ÜRETİM, TAMİR MONTAJ
Geçenlerde katıldığı Eti Sarı Bisiklet projesinin basın davetinde sevindirici bilgiler aldım. Bu yıl mesleki ve teknik liselerin eğitim müfredatına "Bisiklet Üretimi Montajı ve Mekanikerliği" dersi eklenmiş. Bu dersin eklenmesi için öncülük eden Eti Sarı Bisiklet, Üsküdar Haydarpaşa Mesleki ve Teknik Anadolu Lisesi ile başlattığı iş birliği ile 38 hafta sürecek ders kapsamında meslek lisesi öğrencilerinin üreteceği bisikletleri üniversite kampüslerinde ve liselerde ücretsiz şekilde kullanıma sunacak.
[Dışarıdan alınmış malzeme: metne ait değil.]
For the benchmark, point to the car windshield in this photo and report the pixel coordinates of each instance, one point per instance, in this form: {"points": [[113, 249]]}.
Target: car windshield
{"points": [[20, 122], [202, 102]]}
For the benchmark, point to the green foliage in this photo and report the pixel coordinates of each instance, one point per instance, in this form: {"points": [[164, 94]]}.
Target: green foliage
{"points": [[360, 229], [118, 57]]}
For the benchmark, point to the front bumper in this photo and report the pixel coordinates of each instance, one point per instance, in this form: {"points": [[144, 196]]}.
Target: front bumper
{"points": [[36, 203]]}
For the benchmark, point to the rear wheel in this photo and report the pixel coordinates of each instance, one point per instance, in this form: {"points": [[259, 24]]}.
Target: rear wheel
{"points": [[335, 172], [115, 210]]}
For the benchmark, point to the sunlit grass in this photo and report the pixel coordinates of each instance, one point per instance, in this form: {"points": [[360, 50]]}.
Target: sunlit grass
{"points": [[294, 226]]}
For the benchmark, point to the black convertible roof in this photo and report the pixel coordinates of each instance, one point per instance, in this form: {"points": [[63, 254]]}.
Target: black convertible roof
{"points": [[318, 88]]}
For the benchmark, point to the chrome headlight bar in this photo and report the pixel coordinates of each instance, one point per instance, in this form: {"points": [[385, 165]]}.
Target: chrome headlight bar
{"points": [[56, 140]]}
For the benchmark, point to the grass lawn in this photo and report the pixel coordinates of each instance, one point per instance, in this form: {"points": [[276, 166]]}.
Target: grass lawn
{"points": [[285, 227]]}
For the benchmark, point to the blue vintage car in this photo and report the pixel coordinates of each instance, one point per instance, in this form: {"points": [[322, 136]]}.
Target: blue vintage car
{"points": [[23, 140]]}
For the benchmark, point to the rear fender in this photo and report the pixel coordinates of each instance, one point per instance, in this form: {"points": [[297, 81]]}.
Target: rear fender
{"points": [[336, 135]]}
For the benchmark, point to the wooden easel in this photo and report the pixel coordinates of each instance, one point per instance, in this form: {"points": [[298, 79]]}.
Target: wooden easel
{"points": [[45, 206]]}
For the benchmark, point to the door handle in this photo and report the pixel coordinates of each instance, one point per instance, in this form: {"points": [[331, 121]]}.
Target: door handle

HEM SAĞLIĞA HEM DOĞAYA FAYDALI
Düşünsenize, bu çocuklarımız bisiklet üretebilecek, montaj ve tamir yapabilecek. Yeni bir altın bilezikleri olacak kollarında. İklim krizinde kilit araçlardan biri bisiklet. Dünyada daha çok bisiklet kullanılması için birçok ülke kendi planlarını yapmış durumda. İnsan sağlığına çok faydalı. ETi Türkiye CEO'su Ercan Öz: "Bisiklet ve yürüyüşün gündelik yaşamda artması, ulaşımdan kaynaklanan bireysel karbon salımını yüzde 70'e kadar azaltabiliyor. Türkiye toplumunda bisiklet ve yürüyüşün yüzde 20 artması, 3 milyon ton daha az karbon salımı demek. Bu da 120 milyon yetişkin ağacın temizleyebileceği karbon salımına eşdeğer. ETi Sarı Bisiklet Elçileri, bu önemli tespitlerden hareketle sürdürülebilir ve sağlıklı bir gelecek için bisikletin önemine vurgu yaparak farkındalık yaratmayı amaçlayacak. Hareketli bir yaşamın ve bunun bir parçası olarak bisikletin bireysel, toplumsal ve çevre sağlığındaki rol ve öneminin sözcülüğünü yapacaklar" diyor.